Lo que creo que es erróneo es el reduccionismo psicologista que implica atender únicamente a las causas psicológicas del suicidio, como si con una buena educación emocional, afectiva, etc. tuviésemos la solución definitiva. Dicho de otro modo, critico la orientación estrictamente psicologista, lindante con la auto-ayuda y el fenómeno del «wonderfulismo» («Si quieres que el mundo cambie, cambia tú»), de las políticas de prevención del suicidio que están emergiendo en estos días.


Tal orientación ha de ser completada con un reconocimiento de las implicaciones estructurales, esto es, sociales y económicas, que producen las patologías psicológicas que pueden conducir a un individuo al suicidio. Es decir, con un reconocimiento del contexto social dentro del cual, y sólo dentro del cual, cabe hablar de «persona». Es este contexto precisamente el que a mi juicio nos obliga a desechar la idea de Autonomía como causa y remedio del problema del suicidio.


Podremos cambiar el modo como los individuos miran a los otros, a la sociedad y a sí mismos. Pero mientras la sociedad no cambie, mientras los problemas estructurales no se toquen en lo más mínimo, el suicidio de jóvenes seguirá perturbando a la sociedad política; jóvenes que no encuentran horizontes estables de futuro, que no encuentran trabajos dignos, que no encuentran posibilidad alguna de autonomía económica…


Por eso quisiera llamar la atención del lector a la obra arriba citada del sociólogo Durkheim, en la que estudia el fenómeno del suicidio desde la perspectiva de la sociedad: el suicidio, según concluye la obra, tiene causas estrictamente sociales, estructurales, que condicionan o determinan las patologías psicológicas de los individuos.


Especial interés tiene en la taxonomía de los tipos de suicidio que realiza («suicidio altruista», suicidio egoísta», «suicidio fatalista» y «suicidio anómico») el suicidio motivado por la crisis de una sociedad en un determinado contexto histórico; el suicidio anómico, cuya causa a juicio de Durkheim es la «anomia» o patología social consistente en la ausencia o la quiebra de los valores que mantienen cohesionada a una sociedad.

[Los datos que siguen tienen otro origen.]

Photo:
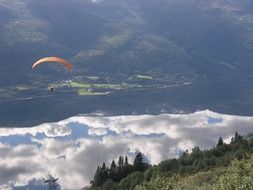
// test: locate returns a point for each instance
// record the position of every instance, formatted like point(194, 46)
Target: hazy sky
point(71, 149)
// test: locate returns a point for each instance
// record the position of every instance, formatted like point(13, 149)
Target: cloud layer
point(71, 149)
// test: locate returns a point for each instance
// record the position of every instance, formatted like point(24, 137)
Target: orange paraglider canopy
point(67, 64)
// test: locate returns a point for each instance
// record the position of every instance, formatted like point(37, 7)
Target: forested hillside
point(224, 167)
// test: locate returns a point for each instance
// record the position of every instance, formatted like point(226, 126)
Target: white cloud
point(74, 159)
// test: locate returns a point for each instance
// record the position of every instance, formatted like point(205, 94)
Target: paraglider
point(57, 60)
point(67, 64)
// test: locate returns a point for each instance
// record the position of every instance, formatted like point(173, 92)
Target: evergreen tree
point(126, 162)
point(220, 142)
point(139, 165)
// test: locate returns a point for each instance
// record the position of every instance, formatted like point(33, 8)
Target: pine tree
point(126, 162)
point(220, 142)
point(139, 165)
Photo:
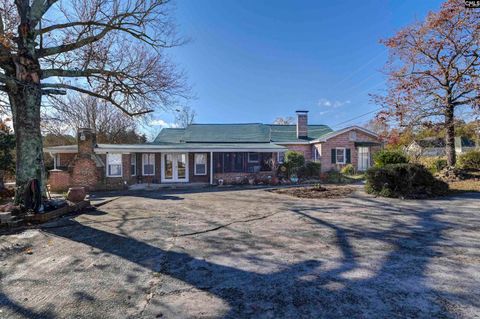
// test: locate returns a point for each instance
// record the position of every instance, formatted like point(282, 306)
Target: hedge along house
point(207, 153)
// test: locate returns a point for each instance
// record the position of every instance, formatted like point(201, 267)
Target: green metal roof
point(238, 133)
point(288, 133)
point(227, 133)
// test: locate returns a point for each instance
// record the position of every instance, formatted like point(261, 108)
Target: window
point(229, 162)
point(353, 136)
point(114, 165)
point(253, 157)
point(133, 164)
point(148, 167)
point(316, 154)
point(200, 164)
point(340, 155)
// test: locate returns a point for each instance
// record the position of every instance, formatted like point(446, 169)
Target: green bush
point(336, 177)
point(403, 180)
point(470, 160)
point(348, 169)
point(385, 157)
point(310, 169)
point(433, 164)
point(293, 161)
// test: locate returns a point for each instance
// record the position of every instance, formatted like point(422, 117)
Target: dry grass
point(469, 185)
point(326, 191)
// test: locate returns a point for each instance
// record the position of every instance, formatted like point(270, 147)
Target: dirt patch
point(326, 191)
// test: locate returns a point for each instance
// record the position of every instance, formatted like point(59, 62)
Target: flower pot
point(76, 194)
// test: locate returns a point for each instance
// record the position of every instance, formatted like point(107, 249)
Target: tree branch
point(94, 94)
point(72, 46)
point(79, 73)
point(38, 10)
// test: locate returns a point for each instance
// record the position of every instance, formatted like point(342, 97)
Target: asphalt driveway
point(248, 254)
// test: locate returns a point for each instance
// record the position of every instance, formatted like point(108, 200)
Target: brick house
point(207, 153)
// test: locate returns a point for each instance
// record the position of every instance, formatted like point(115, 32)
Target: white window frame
point(278, 157)
point(143, 163)
point(133, 156)
point(316, 154)
point(353, 136)
point(108, 164)
point(344, 155)
point(195, 164)
point(250, 161)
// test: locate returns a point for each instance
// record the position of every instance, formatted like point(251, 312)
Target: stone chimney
point(87, 141)
point(302, 124)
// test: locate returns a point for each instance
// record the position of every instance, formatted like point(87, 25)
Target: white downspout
point(54, 160)
point(211, 168)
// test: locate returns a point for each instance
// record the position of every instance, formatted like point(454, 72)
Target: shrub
point(348, 169)
point(403, 180)
point(310, 169)
point(385, 157)
point(293, 161)
point(470, 160)
point(336, 177)
point(433, 164)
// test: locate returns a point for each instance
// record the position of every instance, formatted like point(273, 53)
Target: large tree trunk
point(25, 100)
point(450, 136)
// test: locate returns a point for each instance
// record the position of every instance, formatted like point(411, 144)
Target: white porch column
point(211, 168)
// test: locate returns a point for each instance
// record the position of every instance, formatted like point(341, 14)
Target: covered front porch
point(112, 166)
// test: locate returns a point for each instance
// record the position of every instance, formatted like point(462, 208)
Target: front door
point(363, 158)
point(174, 167)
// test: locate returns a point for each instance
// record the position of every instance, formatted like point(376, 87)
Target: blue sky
point(252, 61)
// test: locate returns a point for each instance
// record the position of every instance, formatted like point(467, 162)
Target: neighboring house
point(207, 153)
point(433, 146)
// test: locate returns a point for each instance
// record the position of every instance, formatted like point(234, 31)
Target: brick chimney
point(87, 141)
point(302, 124)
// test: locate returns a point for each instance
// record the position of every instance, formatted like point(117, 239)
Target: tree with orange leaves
point(434, 69)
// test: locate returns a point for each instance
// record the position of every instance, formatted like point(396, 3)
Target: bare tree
point(284, 120)
point(108, 49)
point(434, 69)
point(66, 115)
point(185, 116)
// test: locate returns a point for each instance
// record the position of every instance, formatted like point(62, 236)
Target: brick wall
point(302, 125)
point(58, 180)
point(306, 149)
point(343, 140)
point(66, 159)
point(236, 178)
point(84, 173)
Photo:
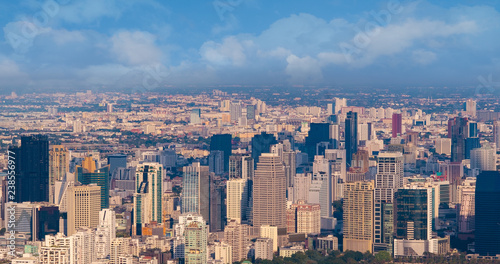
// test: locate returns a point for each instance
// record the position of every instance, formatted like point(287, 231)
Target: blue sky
point(52, 45)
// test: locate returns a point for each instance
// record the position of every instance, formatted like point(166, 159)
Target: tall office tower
point(84, 204)
point(251, 112)
point(487, 213)
point(443, 146)
point(358, 216)
point(235, 111)
point(470, 144)
point(496, 133)
point(223, 253)
point(339, 103)
point(453, 172)
point(196, 190)
point(236, 235)
point(470, 107)
point(413, 214)
point(237, 199)
point(319, 132)
point(458, 132)
point(264, 248)
point(223, 143)
point(195, 249)
point(483, 159)
point(397, 126)
point(105, 233)
point(148, 195)
point(116, 161)
point(241, 167)
point(351, 136)
point(389, 178)
point(85, 238)
point(195, 118)
point(88, 174)
point(216, 162)
point(269, 192)
point(58, 166)
point(261, 144)
point(466, 212)
point(304, 218)
point(32, 169)
point(289, 160)
point(217, 206)
point(302, 183)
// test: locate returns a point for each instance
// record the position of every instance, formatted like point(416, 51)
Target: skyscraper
point(196, 190)
point(84, 204)
point(389, 178)
point(223, 143)
point(58, 166)
point(262, 144)
point(148, 195)
point(396, 125)
point(195, 118)
point(237, 199)
point(32, 169)
point(458, 132)
point(89, 174)
point(269, 192)
point(358, 216)
point(351, 136)
point(319, 132)
point(488, 213)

Este tipo de suicidio se produce cuando la sociedad pierde la autoridad sobre el individuo. Cuando el individuo se considera, o bien superior a la sociedad, o bien alejado de ella.


En otros términos, cuando las estructuras sociales no son capaces de ejercer de una forma eficaz sus funciones reguladoras sobre la vida, acción y comportamiento del individuo. Sin regulación sobre sus hábitos de vida y modos de comportamiento, los individuos desarrollan actitudes desarraigadas y pasionales, volitivas, de importante carácter destructivo.


O dicho de otro modo, el tercero ya, cuando el individuo no encuentra en la sociedad a la que pertenece los valores, las convicciones, las oportunidades y las posibilidades necesarias para garantizar orden y seguridad, prosperidad y felicidad, para su propia vida.


A la vista de este diagnóstico sucede con el diagnóstico psicologista anterior, análogamente, como con la crítica que Marx hace de la crítica a la religión de Feuerbach: la crítica teórica a la religión (negar la existencia de Dios o triturar la idea de Dios) no cambiará la realidad práctica, institucional, del fenómeno religioso. Por eso, dice Marx, es precio «bajar la crítica del cielo a la tierra», consolidar los resultados esperados en la crítica teórica con una crítica práctica o económica.


En definitiva, la tesis que defiendo para encontrarle una causa y una solución al suicidio (sin reconocimiento de motivos no es posible desarrollar una solución óptima) es la siguiente: menos Kant y más Durkheim.